A huge pitfall that anyone can fall into is the “me” trap. Instead of thinking how you can serve your spouse and improve their side of the relationship, you only start asking yourself, “what can I get out of this relationship?” Your main goal should be serving your spouse, and their main goal should be serving you. When you start only thinking about what makes you happy, you make your partner feel that their needs, wants, and desires are not necessary anymore. It would help if you wanted your partner always to feel special and look for ways to make them smile. Marriages are never 50/50. Instead, it would be best if you always strived to give your best.
You do not take risks to improve your marriage.
When you start noticing things are going wrong in your marriage, such as a disconnect in communication or lack of spending time together, do you try to fix the problem or ignore it? It is easy to keep moving through life and acting like nothing is wrong, but someone needs to be brave in the marriage.
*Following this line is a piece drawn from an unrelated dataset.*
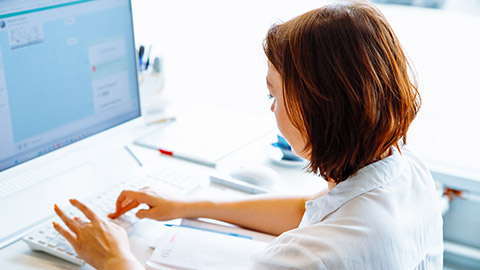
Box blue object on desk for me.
[272,135,303,162]
[165,224,253,240]
[138,45,145,71]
This means being vulnerable and putting yourself out there. Show your spouse that your marriage is essential to you, so you want to fix the issues that arise. Maybe that means creating a weekly date schedule or buying your spouse flowers once a month. It could be as simple as giving them a daily compliment to show you appreciate them. Actively make a choice to do more for your partner.
You pick fights with your partner.
Nit-picking every little thing your partner does wrong will only cause huge fights. No relationship is perfect, but choosing to blow up everything that goes wrong can lead your marriage to misery. Similarly, bringing up the same point of contention repeatedly can leave you both feeling exhausted. Search for compromises, even if you only agree to disagree. Put your relationship first. This might mean letting your pride go for the sake of not adding more stress to your marriage. If you catch yourself always picking apart what your partner does, trying stepping back and looking at it from their perspective. They might not see it in the way you do, and you might not be seeing it in the positive ways they are.
No marriage is perfect, but these actions will tear your marriage apart brick by brick. Making small changes can turn your marriage around. Respecting your spouse, offering support, and putting in hard work will serve your marriage and help it grow.